Pelage (384-422), dans son œuvre philosophique et théologique, insistait essentiellement sur la “voie individuelle” que devaient emprunter l’homme et le croyant dans sa quête spirituelle. Pour Pélage, l’institution cléricale a moins d’importance. L’idée d’une voie individuelle s’opposait clairement à la doctrine de la prédestination d’Augustin, Père de l’Église, ainsi qu’à l’idée d’une nature foncièrement pécheresse de l’homme. À partir de 416, le pélagianisme est condamné comme l’hérésie la plus grave dans l’écoumène chrétien.
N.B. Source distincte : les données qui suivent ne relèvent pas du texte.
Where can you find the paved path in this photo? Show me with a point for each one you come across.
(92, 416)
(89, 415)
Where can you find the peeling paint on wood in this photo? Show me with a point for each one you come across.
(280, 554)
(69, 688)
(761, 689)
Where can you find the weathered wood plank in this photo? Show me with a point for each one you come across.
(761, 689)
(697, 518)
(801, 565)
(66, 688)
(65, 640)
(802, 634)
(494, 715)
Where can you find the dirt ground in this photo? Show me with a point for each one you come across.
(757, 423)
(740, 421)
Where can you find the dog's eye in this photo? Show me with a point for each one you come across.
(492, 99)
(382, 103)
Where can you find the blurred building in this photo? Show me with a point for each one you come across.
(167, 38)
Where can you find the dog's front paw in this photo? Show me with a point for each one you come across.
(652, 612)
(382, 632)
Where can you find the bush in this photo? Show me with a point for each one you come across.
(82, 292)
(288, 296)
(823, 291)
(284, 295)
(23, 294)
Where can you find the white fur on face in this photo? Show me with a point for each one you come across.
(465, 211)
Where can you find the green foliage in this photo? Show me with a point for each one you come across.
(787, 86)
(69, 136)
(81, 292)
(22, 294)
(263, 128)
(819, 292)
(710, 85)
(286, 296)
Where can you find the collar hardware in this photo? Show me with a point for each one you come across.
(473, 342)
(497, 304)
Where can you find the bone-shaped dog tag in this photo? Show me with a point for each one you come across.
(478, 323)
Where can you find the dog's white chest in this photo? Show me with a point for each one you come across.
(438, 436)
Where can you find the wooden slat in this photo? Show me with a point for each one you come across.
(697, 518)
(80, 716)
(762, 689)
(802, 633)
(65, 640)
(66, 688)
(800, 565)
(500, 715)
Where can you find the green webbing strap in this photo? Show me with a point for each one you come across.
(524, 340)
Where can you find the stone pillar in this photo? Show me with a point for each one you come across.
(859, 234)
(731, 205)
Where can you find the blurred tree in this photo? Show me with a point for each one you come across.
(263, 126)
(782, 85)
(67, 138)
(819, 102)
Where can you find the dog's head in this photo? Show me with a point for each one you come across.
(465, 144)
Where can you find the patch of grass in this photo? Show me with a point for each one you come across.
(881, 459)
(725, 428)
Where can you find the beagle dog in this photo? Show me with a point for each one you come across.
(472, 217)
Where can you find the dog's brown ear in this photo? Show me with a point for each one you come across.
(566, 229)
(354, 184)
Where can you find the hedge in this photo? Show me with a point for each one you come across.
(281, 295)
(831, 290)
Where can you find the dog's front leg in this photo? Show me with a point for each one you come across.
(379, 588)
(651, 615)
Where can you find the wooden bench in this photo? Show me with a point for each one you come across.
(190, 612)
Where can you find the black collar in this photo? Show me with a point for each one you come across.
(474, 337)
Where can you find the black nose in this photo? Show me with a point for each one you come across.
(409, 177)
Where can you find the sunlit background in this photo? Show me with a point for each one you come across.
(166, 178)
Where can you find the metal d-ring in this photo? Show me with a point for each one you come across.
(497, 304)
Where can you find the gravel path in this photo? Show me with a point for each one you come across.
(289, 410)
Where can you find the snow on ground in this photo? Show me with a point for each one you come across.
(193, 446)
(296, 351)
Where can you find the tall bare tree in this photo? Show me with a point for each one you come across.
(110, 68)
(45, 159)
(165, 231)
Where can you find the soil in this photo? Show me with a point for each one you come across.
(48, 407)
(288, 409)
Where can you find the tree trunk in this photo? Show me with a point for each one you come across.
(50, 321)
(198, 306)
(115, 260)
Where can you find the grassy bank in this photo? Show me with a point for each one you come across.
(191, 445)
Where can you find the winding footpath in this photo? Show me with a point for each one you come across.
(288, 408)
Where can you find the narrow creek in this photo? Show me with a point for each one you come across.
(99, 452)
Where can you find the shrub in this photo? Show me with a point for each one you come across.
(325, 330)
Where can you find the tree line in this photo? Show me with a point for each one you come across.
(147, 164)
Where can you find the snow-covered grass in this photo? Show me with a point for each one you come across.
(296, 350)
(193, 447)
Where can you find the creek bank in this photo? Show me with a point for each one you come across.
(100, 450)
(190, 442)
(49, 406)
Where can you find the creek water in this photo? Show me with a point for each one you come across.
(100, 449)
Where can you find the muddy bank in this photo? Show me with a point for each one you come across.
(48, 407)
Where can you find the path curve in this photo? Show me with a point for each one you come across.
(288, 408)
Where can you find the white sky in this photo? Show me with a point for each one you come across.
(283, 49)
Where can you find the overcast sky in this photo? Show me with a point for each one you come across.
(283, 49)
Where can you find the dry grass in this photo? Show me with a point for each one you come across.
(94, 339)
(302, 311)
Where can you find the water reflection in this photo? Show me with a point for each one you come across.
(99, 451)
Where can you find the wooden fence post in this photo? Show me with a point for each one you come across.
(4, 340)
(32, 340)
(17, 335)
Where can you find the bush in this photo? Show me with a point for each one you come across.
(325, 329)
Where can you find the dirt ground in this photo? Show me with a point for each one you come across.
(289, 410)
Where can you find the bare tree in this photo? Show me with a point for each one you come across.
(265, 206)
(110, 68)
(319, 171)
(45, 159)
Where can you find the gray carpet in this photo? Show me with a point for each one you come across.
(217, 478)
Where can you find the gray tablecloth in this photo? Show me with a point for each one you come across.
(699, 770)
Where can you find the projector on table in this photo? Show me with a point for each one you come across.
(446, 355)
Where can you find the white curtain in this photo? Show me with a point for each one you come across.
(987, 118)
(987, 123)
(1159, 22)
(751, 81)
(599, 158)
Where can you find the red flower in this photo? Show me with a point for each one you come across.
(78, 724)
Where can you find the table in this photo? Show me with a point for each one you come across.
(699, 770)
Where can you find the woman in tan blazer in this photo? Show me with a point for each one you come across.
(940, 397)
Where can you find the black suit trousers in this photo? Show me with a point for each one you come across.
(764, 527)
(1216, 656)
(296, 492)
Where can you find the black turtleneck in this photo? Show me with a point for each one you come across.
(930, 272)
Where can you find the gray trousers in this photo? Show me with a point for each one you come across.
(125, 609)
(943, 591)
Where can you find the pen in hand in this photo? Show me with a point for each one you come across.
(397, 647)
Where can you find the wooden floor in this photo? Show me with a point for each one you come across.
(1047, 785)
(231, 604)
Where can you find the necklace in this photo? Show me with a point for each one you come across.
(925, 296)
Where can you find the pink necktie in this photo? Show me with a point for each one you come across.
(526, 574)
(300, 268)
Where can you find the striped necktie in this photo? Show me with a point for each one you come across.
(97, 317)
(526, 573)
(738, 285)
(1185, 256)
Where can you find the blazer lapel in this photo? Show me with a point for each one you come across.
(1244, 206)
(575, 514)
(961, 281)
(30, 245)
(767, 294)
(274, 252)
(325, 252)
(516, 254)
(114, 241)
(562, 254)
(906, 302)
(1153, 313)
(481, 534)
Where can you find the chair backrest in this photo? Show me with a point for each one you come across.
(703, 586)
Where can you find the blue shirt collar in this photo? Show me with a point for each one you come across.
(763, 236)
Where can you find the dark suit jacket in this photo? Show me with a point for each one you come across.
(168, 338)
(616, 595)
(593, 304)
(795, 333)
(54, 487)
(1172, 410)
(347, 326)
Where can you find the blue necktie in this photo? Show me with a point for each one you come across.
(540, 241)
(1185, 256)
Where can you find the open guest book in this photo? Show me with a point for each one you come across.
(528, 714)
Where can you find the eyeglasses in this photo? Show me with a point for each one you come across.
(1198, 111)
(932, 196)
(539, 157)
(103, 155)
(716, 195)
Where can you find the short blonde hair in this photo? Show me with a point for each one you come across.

L’hostilité future de Rome à la version irlando-écossaise de la chrétienté s’explique par la proximité entre le pélagianisme et la chrétienté celtique, héritière des mystères et des enseignements druidiques. Cette hostilité ira crescendo. Sur le plan intellectuel, un autre philosophe irlandais Jean Scot Érigène (mort en 880), qui enseignait à Laon dans la cour de Charles le Chauve, reprenait le combat celtique pour la “libre volonté”, revivifiant le filon pélagien, étouffé par l’augustinisme romain. Dans son œuvre De praedestinatione, il rappelait, très logiquement, que si l’homme avait été créé à l’image de Dieu, comme le proclament les écritures, il ne pouvait en aucune façon être privé de l’attribut divin de la liberté. Dès lors, l’homme avait un rôle central à jouer dans le processus de rédemption au sein de la création, car l’homme est capable, après une ascèse spirituelle, d’arraisonner le monde par sa pensée et par sa volonté. Il est l’officina totius creaturae, “l’atelier de toute la création”. En 1225, le Pape Honoré III ordonne de brûler tous les textes de Jean Scot Érigène. Le filon partant de Pelage pour aboutir à Scot Érigène conteste la nature pécheresse de l’homme et la prédestination et, partant, la pratique de lui imposer de force des doctrines. Pour le pélagianisme, il faut convaincre par la parole et par l’action, par la douceur et par l’exemple, en déployant des forces inscrites dans l’intériorité même de l’homme.

La lutte contre le schisme irlandais

Dans ce double contexte d’une chrétienté druidique et du pélagianisme, le maître spirituel irlandais Columcille demande que soient construits des sites permanents pour accueillir les moines et les lettrés. L’église irlandaise s’enracine donc dans le monachisme, dans un réseau d’ermites savants prodiguant leur enseignement en toute liberté. L’Ir­lande, au haut moyen-âge, se couvre ainsi d’un tissu de communautés monacales autonomes, de fraternités de prière (oentu, cotach), de familles monastiques dirigées par un pater ou une mater spiritualis. Ces communautés s’administrent elles-mêmes sans intervention extérieure. Le principal centre spirituel de l’église irlando-écossaise est l’île d’I ou d’Hy (Iona). Cette autonomie et ce principe harmonieux d’autonomie déplaisent à Rome, qui n’hésite pas à armer des “païens” anglo-saxons pour détruire, à partir de 450, la “secte irlandaise” (Scottorum secta). En 556, le Cardinal Baronius dénonce les “schismatiques irlandais”. Pour faire pièce à cette idée d’autonomie et pour établir le principe hiérarchique romain, la Papauté fonde l’archevêché de Canterbury en 596, appelé à contrer la diffusion du “schisme irlandais”, puis à le refouler. Lors du Synode de Whitby en 664, les “Romains” parviennent à avancer dangereusement leurs pions et à consolider fortement leurs positions dans les Iles Britanniques. En 1155, le Pape Hadrien IV parachèvera le travail, en bénissant les armées de Henri II Plantagenet parties à la conquête de l’Irlande. Rome annihilait ainsi un monachisme autonome, qui défiait son autorité à l’Ouest, en instrumentalisant un expansionnisme profane et sans scrupules. Les guerres irlandaises ne sont pas terminées, comme nous le montre l’actualité.